In [1]:
import os
import gensim
from pathlib import Path
from gensim.models import Word2Vec
import numpy as np
# from gensim.summarization.textcleaner import get_sentences

from nltk.tokenize import sent_tokenize
from random import shuffle
import nltk
from gensim.utils import simple_preprocess
from nltk.tokenize import sent_tokenize
import joblib
from nltk.stem.snowball import SnowballStemmer
from string import punctuation
from scipy.spatial.distance import cosine
import glob
import spacy
from multiprocessing import Pool, freeze_support
import pandas as pd


# === Initialize NLP Tools ===

translator = str.maketrans('', '', punctuation) 
tagger = nltk.perceptron.PerceptronTagger()
nlp = spacy.load("en_core_web_sm", disable=["parser", "ner"])
stemmer = SnowballStemmer("english")


# === Set Working Directory ===

# Set your working directory (adjust this as needed)
wd = Path(r"C:\Users\sarah\OneDrive\Dokumente\Masterarbeit")
wd_models = wd / "models"
wd_results = wd / "results"


# === Define Folder Paths ===

# Make sure that you have these folders in your working directory
data_c = wd / "data"
data_temp = data_c / "temp"
data_freq = data_c / "freq"
data_dict = data_c / "dictionaries"
data_sent = data_c / "sentences"
data_preprocessed = data_c / "preprocessed"
fig_dir = wd /"fig"

# Upload ressources
stopwords = joblib.load(data_c / "stopwords.pkl")
word_counts = joblib.load(data_freq / "word_counts.pkl")
word_counts_weighted = joblib.load(data_freq / "word_counts_weighted.pkl")
affect_dic = joblib.load(data_dict / 'dictionary_affect.pkl')
cognition_dic = joblib.load(data_dict / 'dictionary_cognition.pkl')

In [2]:
os.chdir(data_temp)
cleaned_files = [
    str(data_temp / 'clean_speeches_indexed1.pkl'),
    str(data_temp / 'clean_speeches_indexed2.pkl'),
    str(data_temp / 'clean_speeches_indexed3.pkl'),
    str(data_temp / 'clean_speeches_indexed4.pkl')
]

In [3]:
os.chdir(data_sent)
def extract_sentences(dataname):
    data = joblib.load(dataname)
    data = [a[1] for a in data]  # keep only text, no id

    sentences = []
    for doc in data:
        sentences += sent_tokenize(doc)  # use nltk's sent_tokenize here

    sentences = [item for item in sentences if len(item.split()) > 1]
    sentences = [gensim.utils.simple_preprocess(item) for item in sentences]

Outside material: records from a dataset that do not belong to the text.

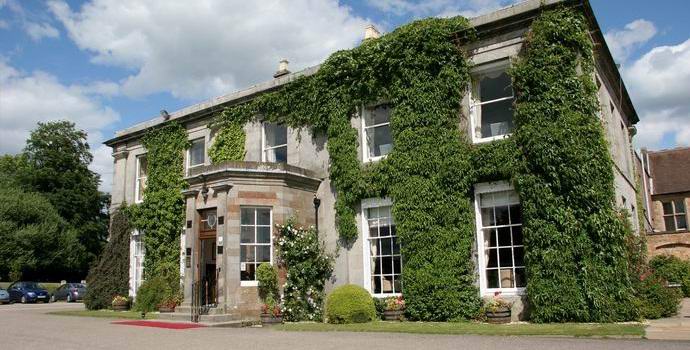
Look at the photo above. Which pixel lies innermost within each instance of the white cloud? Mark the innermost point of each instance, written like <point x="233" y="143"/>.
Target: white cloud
<point x="29" y="98"/>
<point x="204" y="48"/>
<point x="38" y="31"/>
<point x="622" y="42"/>
<point x="440" y="8"/>
<point x="659" y="83"/>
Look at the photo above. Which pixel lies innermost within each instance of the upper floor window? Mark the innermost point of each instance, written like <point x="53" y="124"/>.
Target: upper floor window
<point x="142" y="174"/>
<point x="674" y="215"/>
<point x="196" y="155"/>
<point x="499" y="239"/>
<point x="274" y="143"/>
<point x="383" y="266"/>
<point x="376" y="130"/>
<point x="491" y="103"/>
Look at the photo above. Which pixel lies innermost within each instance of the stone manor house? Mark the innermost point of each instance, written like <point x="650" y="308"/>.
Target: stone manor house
<point x="232" y="207"/>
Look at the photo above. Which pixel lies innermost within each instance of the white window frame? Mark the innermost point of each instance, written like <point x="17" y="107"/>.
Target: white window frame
<point x="489" y="187"/>
<point x="675" y="214"/>
<point x="367" y="204"/>
<point x="365" y="141"/>
<point x="265" y="148"/>
<point x="475" y="105"/>
<point x="189" y="154"/>
<point x="255" y="282"/>
<point x="139" y="197"/>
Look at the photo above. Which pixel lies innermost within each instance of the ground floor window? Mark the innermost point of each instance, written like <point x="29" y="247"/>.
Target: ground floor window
<point x="383" y="262"/>
<point x="256" y="241"/>
<point x="499" y="238"/>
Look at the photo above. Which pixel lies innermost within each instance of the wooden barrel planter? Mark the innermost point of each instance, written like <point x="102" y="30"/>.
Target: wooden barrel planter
<point x="501" y="315"/>
<point x="393" y="315"/>
<point x="269" y="319"/>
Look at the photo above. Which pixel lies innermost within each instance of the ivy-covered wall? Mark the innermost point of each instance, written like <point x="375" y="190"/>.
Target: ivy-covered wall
<point x="557" y="158"/>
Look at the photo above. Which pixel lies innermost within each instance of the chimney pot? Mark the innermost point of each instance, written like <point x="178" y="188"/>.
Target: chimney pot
<point x="370" y="32"/>
<point x="282" y="68"/>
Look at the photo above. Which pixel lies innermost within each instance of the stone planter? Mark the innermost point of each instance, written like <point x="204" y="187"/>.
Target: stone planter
<point x="166" y="309"/>
<point x="269" y="319"/>
<point x="393" y="315"/>
<point x="120" y="306"/>
<point x="501" y="315"/>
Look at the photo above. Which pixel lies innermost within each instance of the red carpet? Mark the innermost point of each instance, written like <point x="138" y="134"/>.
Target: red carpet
<point x="158" y="324"/>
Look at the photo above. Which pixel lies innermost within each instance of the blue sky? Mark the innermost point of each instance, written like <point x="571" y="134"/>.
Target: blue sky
<point x="108" y="64"/>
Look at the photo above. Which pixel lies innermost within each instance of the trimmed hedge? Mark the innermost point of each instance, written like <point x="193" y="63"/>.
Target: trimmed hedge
<point x="350" y="304"/>
<point x="110" y="275"/>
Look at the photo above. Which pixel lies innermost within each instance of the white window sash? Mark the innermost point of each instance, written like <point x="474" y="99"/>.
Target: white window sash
<point x="480" y="189"/>
<point x="255" y="282"/>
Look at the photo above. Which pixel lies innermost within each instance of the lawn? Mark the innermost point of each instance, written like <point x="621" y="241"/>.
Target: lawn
<point x="635" y="330"/>
<point x="104" y="314"/>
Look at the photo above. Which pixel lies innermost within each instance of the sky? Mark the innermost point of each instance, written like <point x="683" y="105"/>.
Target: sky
<point x="109" y="64"/>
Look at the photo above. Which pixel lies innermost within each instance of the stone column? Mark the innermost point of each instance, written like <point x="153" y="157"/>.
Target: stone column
<point x="190" y="244"/>
<point x="221" y="193"/>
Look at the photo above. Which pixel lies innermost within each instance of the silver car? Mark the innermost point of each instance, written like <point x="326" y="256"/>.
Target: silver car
<point x="4" y="297"/>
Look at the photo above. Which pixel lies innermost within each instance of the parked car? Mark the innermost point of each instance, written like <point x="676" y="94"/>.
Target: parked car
<point x="69" y="292"/>
<point x="27" y="292"/>
<point x="4" y="296"/>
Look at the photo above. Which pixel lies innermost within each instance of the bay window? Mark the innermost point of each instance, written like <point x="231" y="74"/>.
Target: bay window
<point x="499" y="239"/>
<point x="383" y="262"/>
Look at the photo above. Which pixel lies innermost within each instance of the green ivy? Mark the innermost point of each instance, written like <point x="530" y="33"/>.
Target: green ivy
<point x="228" y="145"/>
<point x="575" y="241"/>
<point x="161" y="215"/>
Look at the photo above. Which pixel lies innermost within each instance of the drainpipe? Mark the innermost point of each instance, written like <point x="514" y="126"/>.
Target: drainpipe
<point x="317" y="203"/>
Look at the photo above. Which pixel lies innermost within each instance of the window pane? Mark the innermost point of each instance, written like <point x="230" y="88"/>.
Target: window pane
<point x="504" y="237"/>
<point x="680" y="222"/>
<point x="196" y="153"/>
<point x="497" y="118"/>
<point x="275" y="134"/>
<point x="377" y="115"/>
<point x="670" y="223"/>
<point x="680" y="206"/>
<point x="247" y="217"/>
<point x="379" y="141"/>
<point x="668" y="208"/>
<point x="263" y="217"/>
<point x="263" y="234"/>
<point x="495" y="86"/>
<point x="247" y="234"/>
<point x="492" y="278"/>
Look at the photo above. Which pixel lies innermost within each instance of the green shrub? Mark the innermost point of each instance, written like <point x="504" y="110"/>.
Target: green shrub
<point x="350" y="304"/>
<point x="110" y="276"/>
<point x="268" y="282"/>
<point x="155" y="291"/>
<point x="673" y="270"/>
<point x="655" y="300"/>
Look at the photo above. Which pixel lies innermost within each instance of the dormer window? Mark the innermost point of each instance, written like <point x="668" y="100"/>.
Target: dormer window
<point x="274" y="143"/>
<point x="376" y="132"/>
<point x="491" y="103"/>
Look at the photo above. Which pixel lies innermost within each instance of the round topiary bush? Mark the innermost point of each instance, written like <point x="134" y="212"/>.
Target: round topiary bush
<point x="350" y="304"/>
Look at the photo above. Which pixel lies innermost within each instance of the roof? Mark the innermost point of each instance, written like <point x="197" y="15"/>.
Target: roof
<point x="504" y="18"/>
<point x="670" y="169"/>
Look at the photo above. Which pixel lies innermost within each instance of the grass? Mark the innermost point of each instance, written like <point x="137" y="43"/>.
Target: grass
<point x="131" y="315"/>
<point x="552" y="329"/>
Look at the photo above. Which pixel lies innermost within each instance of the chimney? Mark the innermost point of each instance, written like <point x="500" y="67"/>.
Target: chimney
<point x="370" y="32"/>
<point x="282" y="69"/>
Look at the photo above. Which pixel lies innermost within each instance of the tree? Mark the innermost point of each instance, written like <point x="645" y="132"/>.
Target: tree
<point x="57" y="157"/>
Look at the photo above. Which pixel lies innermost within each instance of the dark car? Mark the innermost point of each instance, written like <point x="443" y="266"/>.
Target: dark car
<point x="70" y="292"/>
<point x="27" y="292"/>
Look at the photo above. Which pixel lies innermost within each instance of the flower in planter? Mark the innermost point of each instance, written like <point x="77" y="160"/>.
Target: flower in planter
<point x="395" y="303"/>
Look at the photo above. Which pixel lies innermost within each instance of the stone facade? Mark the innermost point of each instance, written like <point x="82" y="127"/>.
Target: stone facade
<point x="289" y="188"/>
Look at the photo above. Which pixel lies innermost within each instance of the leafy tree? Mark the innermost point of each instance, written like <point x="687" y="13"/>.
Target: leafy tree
<point x="57" y="158"/>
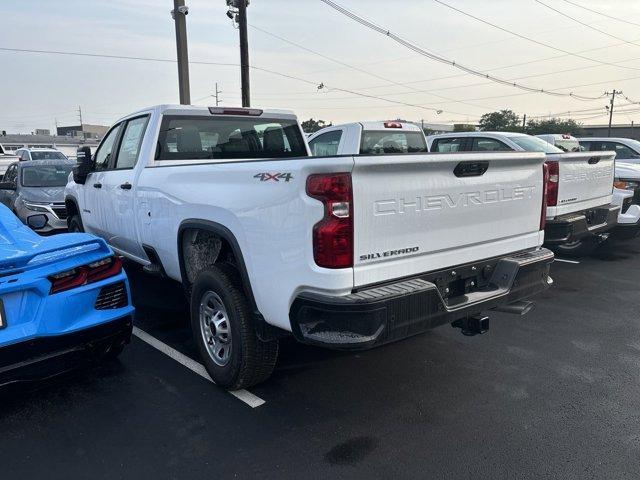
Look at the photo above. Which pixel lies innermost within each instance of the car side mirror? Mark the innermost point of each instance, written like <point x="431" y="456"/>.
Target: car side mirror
<point x="84" y="166"/>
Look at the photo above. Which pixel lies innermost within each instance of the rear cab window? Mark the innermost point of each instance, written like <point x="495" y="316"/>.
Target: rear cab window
<point x="484" y="144"/>
<point x="326" y="144"/>
<point x="379" y="142"/>
<point x="222" y="137"/>
<point x="448" y="145"/>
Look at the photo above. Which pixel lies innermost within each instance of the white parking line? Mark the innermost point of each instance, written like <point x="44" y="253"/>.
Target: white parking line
<point x="566" y="261"/>
<point x="243" y="395"/>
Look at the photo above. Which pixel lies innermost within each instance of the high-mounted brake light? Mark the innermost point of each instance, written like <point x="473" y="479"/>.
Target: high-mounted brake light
<point x="545" y="182"/>
<point x="552" y="183"/>
<point x="333" y="235"/>
<point x="91" y="273"/>
<point x="252" y="112"/>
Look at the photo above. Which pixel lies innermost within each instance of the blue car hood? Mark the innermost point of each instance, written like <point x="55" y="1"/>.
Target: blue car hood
<point x="22" y="248"/>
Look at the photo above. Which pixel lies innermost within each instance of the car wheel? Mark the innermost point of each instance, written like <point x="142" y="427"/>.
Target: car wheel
<point x="224" y="331"/>
<point x="75" y="224"/>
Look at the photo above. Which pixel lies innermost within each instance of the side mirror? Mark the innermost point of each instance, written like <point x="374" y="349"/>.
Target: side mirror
<point x="84" y="166"/>
<point x="36" y="222"/>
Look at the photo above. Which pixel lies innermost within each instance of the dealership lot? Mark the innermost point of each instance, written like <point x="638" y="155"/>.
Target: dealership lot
<point x="552" y="394"/>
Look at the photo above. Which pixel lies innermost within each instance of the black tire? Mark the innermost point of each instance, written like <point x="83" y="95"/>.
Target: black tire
<point x="75" y="224"/>
<point x="251" y="360"/>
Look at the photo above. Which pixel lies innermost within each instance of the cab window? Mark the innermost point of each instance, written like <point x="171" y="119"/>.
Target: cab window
<point x="482" y="144"/>
<point x="381" y="142"/>
<point x="105" y="150"/>
<point x="448" y="145"/>
<point x="326" y="144"/>
<point x="131" y="142"/>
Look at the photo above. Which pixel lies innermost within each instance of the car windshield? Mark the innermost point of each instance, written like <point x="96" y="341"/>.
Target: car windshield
<point x="46" y="175"/>
<point x="48" y="155"/>
<point x="534" y="144"/>
<point x="379" y="142"/>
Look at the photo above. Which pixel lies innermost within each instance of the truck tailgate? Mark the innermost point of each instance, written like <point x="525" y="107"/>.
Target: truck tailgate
<point x="585" y="181"/>
<point x="418" y="213"/>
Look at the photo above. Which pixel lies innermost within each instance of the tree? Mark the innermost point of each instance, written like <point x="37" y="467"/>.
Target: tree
<point x="502" y="121"/>
<point x="311" y="125"/>
<point x="463" y="127"/>
<point x="554" y="125"/>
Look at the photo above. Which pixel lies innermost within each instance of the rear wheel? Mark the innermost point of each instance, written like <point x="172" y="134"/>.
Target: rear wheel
<point x="224" y="331"/>
<point x="75" y="224"/>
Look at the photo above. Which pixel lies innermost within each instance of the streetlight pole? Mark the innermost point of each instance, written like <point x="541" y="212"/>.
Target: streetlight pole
<point x="613" y="98"/>
<point x="244" y="51"/>
<point x="179" y="14"/>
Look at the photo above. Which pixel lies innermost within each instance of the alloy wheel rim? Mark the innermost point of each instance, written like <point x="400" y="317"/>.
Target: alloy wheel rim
<point x="215" y="328"/>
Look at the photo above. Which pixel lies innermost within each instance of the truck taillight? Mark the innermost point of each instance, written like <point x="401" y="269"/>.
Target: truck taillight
<point x="333" y="235"/>
<point x="79" y="276"/>
<point x="552" y="183"/>
<point x="545" y="191"/>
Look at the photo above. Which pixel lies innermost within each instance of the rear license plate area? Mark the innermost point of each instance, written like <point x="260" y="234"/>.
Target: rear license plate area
<point x="596" y="217"/>
<point x="455" y="283"/>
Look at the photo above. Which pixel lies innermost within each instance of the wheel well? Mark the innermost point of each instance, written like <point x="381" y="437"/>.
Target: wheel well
<point x="202" y="244"/>
<point x="201" y="248"/>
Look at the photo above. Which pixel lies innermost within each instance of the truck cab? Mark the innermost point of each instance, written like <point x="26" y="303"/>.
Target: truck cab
<point x="368" y="138"/>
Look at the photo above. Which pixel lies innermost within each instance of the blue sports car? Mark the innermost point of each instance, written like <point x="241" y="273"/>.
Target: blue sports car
<point x="62" y="299"/>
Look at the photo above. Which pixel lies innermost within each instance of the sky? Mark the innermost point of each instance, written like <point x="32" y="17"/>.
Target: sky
<point x="366" y="75"/>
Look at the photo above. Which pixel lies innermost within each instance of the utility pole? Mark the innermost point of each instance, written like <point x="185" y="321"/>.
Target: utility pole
<point x="613" y="99"/>
<point x="244" y="51"/>
<point x="179" y="14"/>
<point x="218" y="92"/>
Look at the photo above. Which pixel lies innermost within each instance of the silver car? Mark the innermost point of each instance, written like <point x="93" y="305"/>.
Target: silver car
<point x="34" y="191"/>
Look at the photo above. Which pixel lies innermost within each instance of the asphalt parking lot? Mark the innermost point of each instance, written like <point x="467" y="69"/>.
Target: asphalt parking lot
<point x="554" y="394"/>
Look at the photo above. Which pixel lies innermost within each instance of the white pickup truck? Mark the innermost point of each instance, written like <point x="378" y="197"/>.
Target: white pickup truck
<point x="6" y="159"/>
<point x="344" y="251"/>
<point x="580" y="212"/>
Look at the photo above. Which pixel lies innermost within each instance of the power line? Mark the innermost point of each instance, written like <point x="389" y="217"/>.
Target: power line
<point x="529" y="39"/>
<point x="586" y="24"/>
<point x="358" y="69"/>
<point x="600" y="13"/>
<point x="440" y="59"/>
<point x="260" y="69"/>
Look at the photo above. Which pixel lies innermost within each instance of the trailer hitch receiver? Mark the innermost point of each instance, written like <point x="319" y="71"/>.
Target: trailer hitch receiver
<point x="471" y="326"/>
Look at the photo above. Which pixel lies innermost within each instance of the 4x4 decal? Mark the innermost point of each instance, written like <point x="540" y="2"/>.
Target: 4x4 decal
<point x="276" y="177"/>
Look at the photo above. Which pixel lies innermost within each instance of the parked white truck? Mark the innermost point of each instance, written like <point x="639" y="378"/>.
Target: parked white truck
<point x="343" y="251"/>
<point x="580" y="211"/>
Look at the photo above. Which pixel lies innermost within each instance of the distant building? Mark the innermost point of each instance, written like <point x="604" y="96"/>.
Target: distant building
<point x="67" y="145"/>
<point x="619" y="130"/>
<point x="86" y="131"/>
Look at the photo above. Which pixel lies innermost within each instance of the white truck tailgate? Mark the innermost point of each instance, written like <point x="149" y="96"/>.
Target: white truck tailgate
<point x="413" y="214"/>
<point x="585" y="181"/>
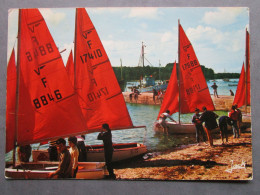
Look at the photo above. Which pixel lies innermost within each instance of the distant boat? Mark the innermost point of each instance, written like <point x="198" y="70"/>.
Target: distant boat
<point x="187" y="88"/>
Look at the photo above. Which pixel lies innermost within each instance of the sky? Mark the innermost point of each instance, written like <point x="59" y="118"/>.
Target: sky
<point x="217" y="34"/>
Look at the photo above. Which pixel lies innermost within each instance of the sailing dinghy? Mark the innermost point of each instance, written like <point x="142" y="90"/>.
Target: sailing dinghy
<point x="187" y="88"/>
<point x="243" y="92"/>
<point x="45" y="105"/>
<point x="100" y="97"/>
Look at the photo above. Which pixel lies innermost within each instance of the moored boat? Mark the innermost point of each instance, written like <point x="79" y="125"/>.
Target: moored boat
<point x="95" y="153"/>
<point x="40" y="170"/>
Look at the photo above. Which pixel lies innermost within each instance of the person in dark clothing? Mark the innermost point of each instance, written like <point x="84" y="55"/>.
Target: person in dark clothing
<point x="65" y="165"/>
<point x="24" y="153"/>
<point x="106" y="136"/>
<point x="155" y="93"/>
<point x="52" y="150"/>
<point x="209" y="118"/>
<point x="214" y="86"/>
<point x="198" y="125"/>
<point x="82" y="148"/>
<point x="223" y="122"/>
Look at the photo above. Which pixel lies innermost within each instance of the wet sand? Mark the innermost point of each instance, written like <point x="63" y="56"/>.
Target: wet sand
<point x="232" y="161"/>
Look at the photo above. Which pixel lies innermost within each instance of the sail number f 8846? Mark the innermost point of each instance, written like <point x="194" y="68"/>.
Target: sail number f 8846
<point x="46" y="99"/>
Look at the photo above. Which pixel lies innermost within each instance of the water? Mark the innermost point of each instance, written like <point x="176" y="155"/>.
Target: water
<point x="223" y="86"/>
<point x="145" y="115"/>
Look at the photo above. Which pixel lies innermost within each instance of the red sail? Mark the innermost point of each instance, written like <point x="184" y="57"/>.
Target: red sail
<point x="171" y="97"/>
<point x="240" y="93"/>
<point x="70" y="68"/>
<point x="248" y="89"/>
<point x="100" y="96"/>
<point x="48" y="105"/>
<point x="10" y="103"/>
<point x="193" y="86"/>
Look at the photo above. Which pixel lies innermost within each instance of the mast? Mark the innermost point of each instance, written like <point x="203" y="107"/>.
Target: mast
<point x="247" y="63"/>
<point x="17" y="85"/>
<point x="75" y="48"/>
<point x="178" y="71"/>
<point x="121" y="69"/>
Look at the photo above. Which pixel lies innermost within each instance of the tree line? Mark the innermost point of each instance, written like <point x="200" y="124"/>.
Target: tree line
<point x="164" y="73"/>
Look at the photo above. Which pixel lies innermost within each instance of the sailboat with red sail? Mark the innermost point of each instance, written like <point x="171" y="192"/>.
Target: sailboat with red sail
<point x="46" y="105"/>
<point x="99" y="94"/>
<point x="243" y="92"/>
<point x="187" y="88"/>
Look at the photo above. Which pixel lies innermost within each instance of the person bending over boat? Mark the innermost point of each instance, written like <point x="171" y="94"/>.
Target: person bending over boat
<point x="223" y="122"/>
<point x="215" y="87"/>
<point x="74" y="153"/>
<point x="65" y="165"/>
<point x="106" y="136"/>
<point x="162" y="120"/>
<point x="82" y="148"/>
<point x="209" y="118"/>
<point x="234" y="115"/>
<point x="198" y="125"/>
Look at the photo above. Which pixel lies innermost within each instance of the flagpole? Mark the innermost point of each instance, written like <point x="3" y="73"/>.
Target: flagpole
<point x="178" y="72"/>
<point x="17" y="86"/>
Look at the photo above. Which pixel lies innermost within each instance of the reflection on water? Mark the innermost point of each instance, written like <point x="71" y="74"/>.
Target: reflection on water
<point x="142" y="115"/>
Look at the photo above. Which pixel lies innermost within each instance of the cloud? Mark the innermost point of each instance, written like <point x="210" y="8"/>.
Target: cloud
<point x="52" y="17"/>
<point x="231" y="41"/>
<point x="223" y="16"/>
<point x="144" y="12"/>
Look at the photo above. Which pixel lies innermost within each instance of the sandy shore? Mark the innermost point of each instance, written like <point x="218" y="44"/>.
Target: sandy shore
<point x="232" y="161"/>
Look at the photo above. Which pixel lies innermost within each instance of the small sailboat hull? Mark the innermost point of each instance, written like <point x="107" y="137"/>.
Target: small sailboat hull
<point x="95" y="153"/>
<point x="174" y="128"/>
<point x="40" y="170"/>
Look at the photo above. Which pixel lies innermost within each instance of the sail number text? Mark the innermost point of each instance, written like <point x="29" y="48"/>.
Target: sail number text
<point x="193" y="89"/>
<point x="98" y="94"/>
<point x="190" y="64"/>
<point x="46" y="99"/>
<point x="42" y="50"/>
<point x="94" y="55"/>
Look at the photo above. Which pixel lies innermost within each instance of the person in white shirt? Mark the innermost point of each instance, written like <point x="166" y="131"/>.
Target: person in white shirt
<point x="162" y="120"/>
<point x="74" y="153"/>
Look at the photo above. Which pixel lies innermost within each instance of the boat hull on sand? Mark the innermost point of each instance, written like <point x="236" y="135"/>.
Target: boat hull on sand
<point x="95" y="153"/>
<point x="40" y="170"/>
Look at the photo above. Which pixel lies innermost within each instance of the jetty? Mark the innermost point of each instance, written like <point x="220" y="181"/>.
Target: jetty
<point x="224" y="102"/>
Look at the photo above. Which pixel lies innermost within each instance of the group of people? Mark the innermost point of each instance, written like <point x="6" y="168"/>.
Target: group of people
<point x="68" y="159"/>
<point x="234" y="119"/>
<point x="159" y="94"/>
<point x="210" y="119"/>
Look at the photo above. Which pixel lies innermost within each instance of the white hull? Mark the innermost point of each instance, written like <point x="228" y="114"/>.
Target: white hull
<point x="174" y="128"/>
<point x="40" y="170"/>
<point x="95" y="153"/>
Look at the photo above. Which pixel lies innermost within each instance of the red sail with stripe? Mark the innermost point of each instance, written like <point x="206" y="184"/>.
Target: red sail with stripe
<point x="10" y="103"/>
<point x="240" y="93"/>
<point x="171" y="97"/>
<point x="100" y="96"/>
<point x="193" y="86"/>
<point x="70" y="68"/>
<point x="48" y="105"/>
<point x="248" y="89"/>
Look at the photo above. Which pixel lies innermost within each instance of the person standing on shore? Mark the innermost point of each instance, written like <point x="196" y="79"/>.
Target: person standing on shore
<point x="74" y="153"/>
<point x="239" y="122"/>
<point x="106" y="136"/>
<point x="224" y="121"/>
<point x="198" y="125"/>
<point x="209" y="118"/>
<point x="234" y="115"/>
<point x="162" y="120"/>
<point x="215" y="87"/>
<point x="65" y="165"/>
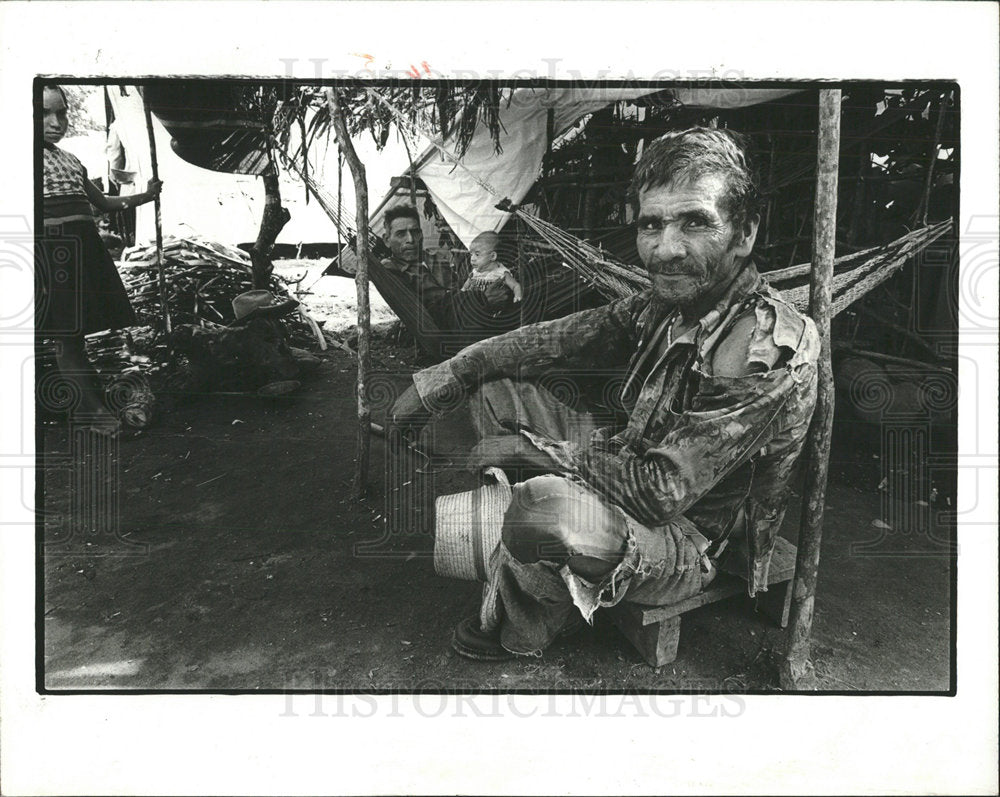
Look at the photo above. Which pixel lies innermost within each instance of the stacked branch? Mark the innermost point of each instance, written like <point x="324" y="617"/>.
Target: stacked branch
<point x="201" y="279"/>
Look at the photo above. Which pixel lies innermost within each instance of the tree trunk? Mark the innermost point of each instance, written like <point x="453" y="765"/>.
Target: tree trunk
<point x="795" y="670"/>
<point x="272" y="222"/>
<point x="361" y="283"/>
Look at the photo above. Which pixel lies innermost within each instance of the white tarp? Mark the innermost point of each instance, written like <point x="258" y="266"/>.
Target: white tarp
<point x="222" y="207"/>
<point x="469" y="209"/>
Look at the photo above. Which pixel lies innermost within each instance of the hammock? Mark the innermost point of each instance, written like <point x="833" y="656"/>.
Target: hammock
<point x="854" y="275"/>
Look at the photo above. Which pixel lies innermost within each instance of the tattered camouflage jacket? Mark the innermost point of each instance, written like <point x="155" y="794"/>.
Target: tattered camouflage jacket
<point x="695" y="444"/>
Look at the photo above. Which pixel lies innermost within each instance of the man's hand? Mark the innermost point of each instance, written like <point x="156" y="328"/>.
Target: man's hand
<point x="409" y="412"/>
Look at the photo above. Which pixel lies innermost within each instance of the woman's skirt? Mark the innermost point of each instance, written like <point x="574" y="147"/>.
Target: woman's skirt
<point x="78" y="288"/>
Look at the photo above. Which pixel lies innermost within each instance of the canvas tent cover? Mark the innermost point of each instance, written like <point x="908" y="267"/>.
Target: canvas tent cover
<point x="469" y="209"/>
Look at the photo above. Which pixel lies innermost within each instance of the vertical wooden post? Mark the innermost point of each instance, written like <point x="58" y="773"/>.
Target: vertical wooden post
<point x="361" y="283"/>
<point x="161" y="282"/>
<point x="795" y="667"/>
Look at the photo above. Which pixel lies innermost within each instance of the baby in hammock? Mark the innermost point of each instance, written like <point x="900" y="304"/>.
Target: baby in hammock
<point x="489" y="275"/>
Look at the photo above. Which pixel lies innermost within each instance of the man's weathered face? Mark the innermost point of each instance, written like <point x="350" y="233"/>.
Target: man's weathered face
<point x="54" y="119"/>
<point x="687" y="242"/>
<point x="406" y="239"/>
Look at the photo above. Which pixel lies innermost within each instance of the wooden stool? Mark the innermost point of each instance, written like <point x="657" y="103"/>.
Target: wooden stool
<point x="654" y="631"/>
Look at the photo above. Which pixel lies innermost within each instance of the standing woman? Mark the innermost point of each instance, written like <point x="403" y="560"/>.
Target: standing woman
<point x="81" y="291"/>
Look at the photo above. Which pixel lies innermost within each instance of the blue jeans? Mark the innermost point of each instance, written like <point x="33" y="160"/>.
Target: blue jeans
<point x="566" y="552"/>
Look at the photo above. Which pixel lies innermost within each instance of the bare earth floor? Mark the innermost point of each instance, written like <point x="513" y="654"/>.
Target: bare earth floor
<point x="238" y="560"/>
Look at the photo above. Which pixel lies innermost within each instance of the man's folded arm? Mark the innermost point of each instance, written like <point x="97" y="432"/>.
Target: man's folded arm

    sentences = [[a for a in s if not a.isdigit()] for s in sentences]
    sentences = [[a for a in s if len(a) > 2] for s in sentences]

    #texts = [" ".join(s) for s in sentences if len(s) > 0]
    #docs = list(nlp.pipe(texts, batch_size=50, n_process=1))
    #sentences = [
     #   [tok.text for tok in doc if tok.tag_.startswith(("N", "V", "J"))]
       # for doc in docs
   # ]

    sentences = [tagger.tag(s) for s in sentences]
    sentences = [[i[0] for i in s if i[1].startswith(('N', 'V', 'J'))] for s in sentences]

    sentences = [[stemmer.stem(i) for i in s] for s in sentences]
    sentences = [[a for a in s if a not in stopwords] for s in sentences]
    sentences = [[a for a in s if word_counts[a] >= 10] for s in sentences]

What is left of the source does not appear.